Saudi Arabian women are gaining legal rights at unprecedented speed, yet their stories are bittersweet. The nation recently announced women-only sports clubs will be allowed for the first time in history and that women will now be able to ride bicycles in parks. This is grand step forward, but each example vividly illustrates how far the nation’s equality laws have come and yet far the nation still has to go. To learn more about women’s rights in Saudi Arabia, click below:
Time: From the outside, progress on women’s rights in the kingdom may appear to be mired in tar…But from the perspective of women inside the country, dizzying changes are afoot. For the first time, female athletes represented Saudi Arabia at the Olympics last year in London.
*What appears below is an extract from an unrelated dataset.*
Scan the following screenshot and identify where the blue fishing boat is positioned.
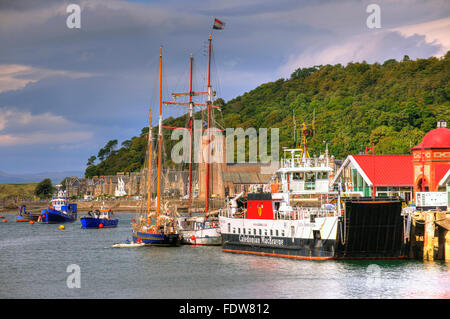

An employment ban has been lifted for female cashiers at supermarkets, and women have taken the place of men in lingerie and cosmetic stores across the country… King Abdullah… has done more for women in his eight-year reign than any monarch since his brother, King Faisal, allowed girls to go to school in 1964.
Bloomberg: Saudi Arabian women are allowed to ride bicycles in public so long as they are still accompanied by a male guardian and wear “fully modest dress,” the al-Yaum newspaper reported on its website… The women should ride the bicycles or buggies on a beach or the outskirts of a city and only for recreation, not as a means of transportation, al-Yaum said.
India Times: Until now, women's exercise facilities, including gyms, have had to be licensed by the health ministry and designated as "health centers”… In 2009 a member of the country's highest council of clerics said girls should not play sports lest they "lose their virginity" by tearing their hymens… Watan said on Friday the interior ministry had decided to allow women's sports clubs after reviewing a study that showed flaws in the existing system.
The Independent: Princess Basma… is slightly bewildered by the focus on the continuing prohibition on Saudi women… from being allowed to drive. She said: "Why don't we actually fight for a woman's right even to complain about being beaten up. That is more important than driving. If a woman is beaten, they are told to go back to their homes – their fathers, husbands, brothers – to be beaten up again and locked up in the house. No law, no police will protect them.”